4. Don't believe everything you think. Huh? Well, Dr. Holly Parker, psychologist on the faculty at Harvard and a licensed psychotherapist at the Edith Nourse Rogers Memorial Veterans Hospital, told me that carefully monitoring your thoughts can prevent you from going into a downward spiral of negative feelings. She says:

It can get tempting for people to buy into negative beliefs they may have about themselves, others, and their lives. Resist assuming that what you believe is necessarily true. We think things all of the time that aren't true, and not all thoughts—not even all negative ones—define reality. This is important because the way we think affects the way we feel. So, the next time you find yourself feeling down, stop and see if you can notice and write down some of the negative thoughts you're having. Then, instead of believing them, try examining them and questioning how much evidence you really have to believe it. What might be another, more accurate way of looking at the same situation? Try noticing how this new perspective makes you feel.

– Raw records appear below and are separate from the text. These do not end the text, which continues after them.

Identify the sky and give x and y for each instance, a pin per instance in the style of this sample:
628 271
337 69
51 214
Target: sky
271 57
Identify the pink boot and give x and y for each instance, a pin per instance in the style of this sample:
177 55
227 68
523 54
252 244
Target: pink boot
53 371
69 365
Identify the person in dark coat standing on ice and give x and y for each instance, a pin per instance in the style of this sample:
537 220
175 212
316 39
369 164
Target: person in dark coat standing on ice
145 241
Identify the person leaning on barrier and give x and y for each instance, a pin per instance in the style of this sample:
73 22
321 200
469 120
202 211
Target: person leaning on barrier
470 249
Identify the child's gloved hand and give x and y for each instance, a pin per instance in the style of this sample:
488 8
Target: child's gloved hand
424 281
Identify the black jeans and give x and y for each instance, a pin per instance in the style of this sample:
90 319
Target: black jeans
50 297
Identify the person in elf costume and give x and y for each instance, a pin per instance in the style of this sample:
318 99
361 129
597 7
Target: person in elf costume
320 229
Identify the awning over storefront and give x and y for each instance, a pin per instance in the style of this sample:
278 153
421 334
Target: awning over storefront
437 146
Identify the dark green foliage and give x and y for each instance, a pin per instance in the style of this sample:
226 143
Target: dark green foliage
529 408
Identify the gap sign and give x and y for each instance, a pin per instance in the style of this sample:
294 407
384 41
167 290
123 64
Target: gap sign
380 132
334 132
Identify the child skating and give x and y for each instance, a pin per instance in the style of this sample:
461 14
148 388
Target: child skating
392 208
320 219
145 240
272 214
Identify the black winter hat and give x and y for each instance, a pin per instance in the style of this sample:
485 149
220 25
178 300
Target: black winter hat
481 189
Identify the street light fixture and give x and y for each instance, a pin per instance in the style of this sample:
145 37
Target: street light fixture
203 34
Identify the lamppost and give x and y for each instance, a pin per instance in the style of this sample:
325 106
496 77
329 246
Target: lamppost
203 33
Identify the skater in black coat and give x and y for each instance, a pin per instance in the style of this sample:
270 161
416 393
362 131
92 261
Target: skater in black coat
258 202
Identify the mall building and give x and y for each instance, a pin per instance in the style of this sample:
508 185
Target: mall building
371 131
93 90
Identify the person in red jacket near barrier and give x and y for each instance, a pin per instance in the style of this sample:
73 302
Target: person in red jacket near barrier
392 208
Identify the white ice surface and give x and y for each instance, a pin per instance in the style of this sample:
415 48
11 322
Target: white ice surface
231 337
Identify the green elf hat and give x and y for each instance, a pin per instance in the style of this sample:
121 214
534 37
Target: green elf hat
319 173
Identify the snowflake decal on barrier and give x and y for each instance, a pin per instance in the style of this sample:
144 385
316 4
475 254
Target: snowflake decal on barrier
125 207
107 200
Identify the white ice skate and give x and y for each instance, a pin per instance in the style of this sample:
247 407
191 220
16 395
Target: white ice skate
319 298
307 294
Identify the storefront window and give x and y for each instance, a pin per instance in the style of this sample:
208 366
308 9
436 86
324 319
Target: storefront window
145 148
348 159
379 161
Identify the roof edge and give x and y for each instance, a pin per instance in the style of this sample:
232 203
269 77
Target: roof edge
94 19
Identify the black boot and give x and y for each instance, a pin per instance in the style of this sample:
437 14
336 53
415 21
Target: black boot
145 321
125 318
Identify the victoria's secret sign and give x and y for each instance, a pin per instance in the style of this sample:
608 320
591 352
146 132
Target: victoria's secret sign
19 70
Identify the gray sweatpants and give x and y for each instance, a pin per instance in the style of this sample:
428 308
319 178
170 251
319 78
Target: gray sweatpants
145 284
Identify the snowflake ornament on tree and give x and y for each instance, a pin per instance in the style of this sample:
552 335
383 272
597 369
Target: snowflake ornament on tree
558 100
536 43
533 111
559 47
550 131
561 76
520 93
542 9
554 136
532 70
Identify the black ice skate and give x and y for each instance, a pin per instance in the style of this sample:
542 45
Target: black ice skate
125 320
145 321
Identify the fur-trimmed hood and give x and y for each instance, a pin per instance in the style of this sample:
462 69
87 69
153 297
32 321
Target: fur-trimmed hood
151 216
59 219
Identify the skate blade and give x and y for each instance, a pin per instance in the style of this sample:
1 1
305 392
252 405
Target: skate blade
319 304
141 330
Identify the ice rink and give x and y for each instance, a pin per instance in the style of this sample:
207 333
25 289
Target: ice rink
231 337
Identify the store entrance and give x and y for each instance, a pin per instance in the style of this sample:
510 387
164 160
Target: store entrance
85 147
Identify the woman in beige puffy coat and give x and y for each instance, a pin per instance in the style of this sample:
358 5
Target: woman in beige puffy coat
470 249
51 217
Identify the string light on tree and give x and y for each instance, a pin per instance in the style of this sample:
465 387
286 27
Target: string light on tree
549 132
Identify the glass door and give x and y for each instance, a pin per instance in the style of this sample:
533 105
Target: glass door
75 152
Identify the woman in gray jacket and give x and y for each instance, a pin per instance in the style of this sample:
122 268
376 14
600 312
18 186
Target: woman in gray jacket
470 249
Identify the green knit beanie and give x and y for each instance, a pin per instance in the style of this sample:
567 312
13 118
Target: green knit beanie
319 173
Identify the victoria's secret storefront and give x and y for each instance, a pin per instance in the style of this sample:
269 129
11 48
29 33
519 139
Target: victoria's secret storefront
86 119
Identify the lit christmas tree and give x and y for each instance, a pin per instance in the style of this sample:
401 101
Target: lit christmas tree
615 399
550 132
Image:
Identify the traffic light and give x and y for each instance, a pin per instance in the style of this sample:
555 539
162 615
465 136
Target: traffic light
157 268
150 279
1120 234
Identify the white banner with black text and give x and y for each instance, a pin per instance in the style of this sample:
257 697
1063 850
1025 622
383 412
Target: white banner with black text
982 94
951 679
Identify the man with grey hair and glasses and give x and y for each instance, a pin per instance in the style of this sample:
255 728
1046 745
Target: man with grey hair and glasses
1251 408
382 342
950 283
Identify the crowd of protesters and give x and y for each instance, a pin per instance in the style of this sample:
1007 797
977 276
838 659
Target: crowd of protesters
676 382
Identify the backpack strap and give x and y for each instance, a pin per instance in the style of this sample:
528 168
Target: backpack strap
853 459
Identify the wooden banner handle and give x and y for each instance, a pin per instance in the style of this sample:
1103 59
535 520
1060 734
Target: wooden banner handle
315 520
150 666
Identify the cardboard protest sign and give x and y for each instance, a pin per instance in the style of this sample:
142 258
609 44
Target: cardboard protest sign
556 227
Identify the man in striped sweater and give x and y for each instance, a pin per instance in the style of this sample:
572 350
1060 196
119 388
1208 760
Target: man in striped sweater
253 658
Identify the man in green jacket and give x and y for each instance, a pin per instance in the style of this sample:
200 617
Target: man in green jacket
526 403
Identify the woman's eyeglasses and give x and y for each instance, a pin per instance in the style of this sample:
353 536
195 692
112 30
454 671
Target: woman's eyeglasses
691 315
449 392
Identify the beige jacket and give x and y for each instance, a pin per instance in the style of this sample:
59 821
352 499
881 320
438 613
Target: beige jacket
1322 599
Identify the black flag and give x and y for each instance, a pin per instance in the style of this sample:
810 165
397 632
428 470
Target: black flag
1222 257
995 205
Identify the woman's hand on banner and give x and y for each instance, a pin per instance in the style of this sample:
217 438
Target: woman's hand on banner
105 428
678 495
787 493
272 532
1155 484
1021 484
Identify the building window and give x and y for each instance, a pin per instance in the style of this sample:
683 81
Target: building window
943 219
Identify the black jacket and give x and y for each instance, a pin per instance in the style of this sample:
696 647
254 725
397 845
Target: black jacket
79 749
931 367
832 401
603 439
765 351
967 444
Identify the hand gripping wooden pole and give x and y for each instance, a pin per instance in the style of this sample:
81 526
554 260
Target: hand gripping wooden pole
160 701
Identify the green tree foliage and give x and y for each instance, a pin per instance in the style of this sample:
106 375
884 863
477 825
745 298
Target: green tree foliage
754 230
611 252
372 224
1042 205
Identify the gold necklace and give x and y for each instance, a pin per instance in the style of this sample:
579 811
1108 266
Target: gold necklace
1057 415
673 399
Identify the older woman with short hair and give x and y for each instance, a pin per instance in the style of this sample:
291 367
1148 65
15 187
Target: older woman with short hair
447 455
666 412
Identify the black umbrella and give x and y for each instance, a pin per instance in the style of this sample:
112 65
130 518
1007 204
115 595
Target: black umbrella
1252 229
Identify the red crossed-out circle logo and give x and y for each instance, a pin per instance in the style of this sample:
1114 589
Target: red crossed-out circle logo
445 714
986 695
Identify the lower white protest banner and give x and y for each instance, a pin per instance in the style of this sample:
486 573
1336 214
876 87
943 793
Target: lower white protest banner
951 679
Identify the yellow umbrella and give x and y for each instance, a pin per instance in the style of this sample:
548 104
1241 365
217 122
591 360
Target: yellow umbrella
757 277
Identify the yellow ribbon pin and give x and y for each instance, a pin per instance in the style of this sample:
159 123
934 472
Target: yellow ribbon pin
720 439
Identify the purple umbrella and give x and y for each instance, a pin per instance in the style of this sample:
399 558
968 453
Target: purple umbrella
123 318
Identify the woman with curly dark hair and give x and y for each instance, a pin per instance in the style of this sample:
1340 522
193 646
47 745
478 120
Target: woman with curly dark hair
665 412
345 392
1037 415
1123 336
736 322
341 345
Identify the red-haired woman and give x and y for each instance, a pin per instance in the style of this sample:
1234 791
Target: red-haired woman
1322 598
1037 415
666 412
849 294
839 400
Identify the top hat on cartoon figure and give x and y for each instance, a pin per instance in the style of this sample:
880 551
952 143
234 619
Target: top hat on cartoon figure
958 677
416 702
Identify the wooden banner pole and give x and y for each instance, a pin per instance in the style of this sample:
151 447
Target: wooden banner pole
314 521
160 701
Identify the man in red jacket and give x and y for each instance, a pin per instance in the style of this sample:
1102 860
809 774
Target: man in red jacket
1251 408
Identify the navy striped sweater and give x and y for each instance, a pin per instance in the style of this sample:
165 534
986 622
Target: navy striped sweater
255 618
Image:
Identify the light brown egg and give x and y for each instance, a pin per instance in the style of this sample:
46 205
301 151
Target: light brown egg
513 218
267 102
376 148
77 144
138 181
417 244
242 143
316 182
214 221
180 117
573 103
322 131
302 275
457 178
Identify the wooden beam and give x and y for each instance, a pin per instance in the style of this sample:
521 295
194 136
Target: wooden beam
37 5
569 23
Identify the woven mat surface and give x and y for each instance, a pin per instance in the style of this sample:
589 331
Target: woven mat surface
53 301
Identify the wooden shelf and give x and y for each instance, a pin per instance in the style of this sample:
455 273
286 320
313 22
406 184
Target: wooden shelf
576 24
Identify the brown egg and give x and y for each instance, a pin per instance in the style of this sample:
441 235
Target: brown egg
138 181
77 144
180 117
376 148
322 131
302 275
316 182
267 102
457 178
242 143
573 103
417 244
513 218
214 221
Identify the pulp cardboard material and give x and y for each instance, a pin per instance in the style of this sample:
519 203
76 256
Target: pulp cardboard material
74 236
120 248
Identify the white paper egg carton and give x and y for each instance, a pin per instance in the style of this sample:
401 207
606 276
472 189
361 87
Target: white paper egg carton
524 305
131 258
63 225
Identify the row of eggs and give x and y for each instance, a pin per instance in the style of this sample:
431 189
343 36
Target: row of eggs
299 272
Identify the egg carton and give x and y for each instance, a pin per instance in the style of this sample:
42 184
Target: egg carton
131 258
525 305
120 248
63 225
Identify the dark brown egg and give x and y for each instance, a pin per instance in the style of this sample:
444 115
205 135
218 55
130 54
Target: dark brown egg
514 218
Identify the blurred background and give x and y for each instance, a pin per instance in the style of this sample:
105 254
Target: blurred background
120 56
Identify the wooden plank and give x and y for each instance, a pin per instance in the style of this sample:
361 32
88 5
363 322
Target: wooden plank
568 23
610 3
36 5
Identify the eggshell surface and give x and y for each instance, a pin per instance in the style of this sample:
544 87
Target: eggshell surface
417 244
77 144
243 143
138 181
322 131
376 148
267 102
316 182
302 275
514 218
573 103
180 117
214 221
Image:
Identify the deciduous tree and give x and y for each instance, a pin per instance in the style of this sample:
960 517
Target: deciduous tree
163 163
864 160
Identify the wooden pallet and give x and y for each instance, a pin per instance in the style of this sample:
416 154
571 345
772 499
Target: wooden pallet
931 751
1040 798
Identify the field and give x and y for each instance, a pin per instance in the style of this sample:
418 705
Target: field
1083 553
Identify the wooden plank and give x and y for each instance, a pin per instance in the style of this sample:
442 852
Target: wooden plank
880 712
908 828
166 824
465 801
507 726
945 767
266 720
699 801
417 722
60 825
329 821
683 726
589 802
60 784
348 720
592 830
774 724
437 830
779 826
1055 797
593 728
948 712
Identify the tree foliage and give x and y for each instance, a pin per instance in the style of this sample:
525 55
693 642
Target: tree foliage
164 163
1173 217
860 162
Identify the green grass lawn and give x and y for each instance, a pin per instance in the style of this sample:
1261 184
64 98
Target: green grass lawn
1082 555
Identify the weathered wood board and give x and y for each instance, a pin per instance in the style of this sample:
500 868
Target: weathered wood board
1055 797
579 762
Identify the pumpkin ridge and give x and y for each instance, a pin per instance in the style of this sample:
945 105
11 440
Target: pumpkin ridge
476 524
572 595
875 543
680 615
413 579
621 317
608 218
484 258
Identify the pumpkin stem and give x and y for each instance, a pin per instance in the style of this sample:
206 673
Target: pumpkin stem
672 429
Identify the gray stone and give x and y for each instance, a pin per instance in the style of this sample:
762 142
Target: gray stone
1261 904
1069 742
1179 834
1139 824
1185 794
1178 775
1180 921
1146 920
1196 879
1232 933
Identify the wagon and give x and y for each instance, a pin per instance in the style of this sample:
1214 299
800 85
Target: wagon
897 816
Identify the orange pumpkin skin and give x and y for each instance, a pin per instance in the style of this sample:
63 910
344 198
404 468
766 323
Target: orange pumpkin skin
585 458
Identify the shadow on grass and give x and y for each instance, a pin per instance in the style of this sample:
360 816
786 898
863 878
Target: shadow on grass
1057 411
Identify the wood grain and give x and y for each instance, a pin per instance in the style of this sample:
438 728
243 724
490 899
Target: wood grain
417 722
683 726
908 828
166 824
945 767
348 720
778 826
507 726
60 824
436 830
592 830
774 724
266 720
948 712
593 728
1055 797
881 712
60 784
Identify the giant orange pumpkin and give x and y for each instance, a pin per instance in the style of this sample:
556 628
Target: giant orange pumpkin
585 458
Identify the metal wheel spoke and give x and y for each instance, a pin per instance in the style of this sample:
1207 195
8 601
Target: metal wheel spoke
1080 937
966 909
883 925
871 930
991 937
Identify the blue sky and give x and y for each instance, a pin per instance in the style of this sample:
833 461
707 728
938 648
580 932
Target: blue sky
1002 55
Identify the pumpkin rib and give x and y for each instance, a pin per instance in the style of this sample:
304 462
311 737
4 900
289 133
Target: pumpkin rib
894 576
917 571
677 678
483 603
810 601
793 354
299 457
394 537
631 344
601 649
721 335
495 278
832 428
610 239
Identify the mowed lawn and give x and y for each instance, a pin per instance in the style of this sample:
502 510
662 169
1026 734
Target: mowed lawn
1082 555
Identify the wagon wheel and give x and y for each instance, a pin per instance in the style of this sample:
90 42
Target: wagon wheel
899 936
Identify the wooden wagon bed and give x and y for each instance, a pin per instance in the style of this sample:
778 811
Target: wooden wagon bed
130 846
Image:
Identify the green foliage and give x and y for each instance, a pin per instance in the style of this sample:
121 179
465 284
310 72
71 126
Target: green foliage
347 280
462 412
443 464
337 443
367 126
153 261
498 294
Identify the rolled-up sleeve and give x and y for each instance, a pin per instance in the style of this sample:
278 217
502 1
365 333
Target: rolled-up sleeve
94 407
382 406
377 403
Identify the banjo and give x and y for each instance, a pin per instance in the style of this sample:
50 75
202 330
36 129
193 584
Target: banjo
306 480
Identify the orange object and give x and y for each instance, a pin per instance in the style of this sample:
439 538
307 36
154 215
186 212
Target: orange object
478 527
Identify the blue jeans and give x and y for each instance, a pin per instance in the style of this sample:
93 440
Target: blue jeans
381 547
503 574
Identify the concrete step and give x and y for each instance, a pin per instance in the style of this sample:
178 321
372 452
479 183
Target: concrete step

There's definitely something to be said for thinking positive (even when you're feeling sad) so this is a good thing to try and practice until the weather gets warm again.

5. Keep a schedule. We know how tempting it is to sleep late on weekends, but setting and keeping a reliable sleep schedule can be really beneficial to both your body and your mood. Oversleeping can increase levels of melatonin in your body, which can contribute to feelings of depression. Plus, exposing yourself to sunlight in the morning can help you feel better all day long.

I know I'm going to incorporate these suggestions into my cold-weather life. Do you have any others that SAD sufferers might find helpful?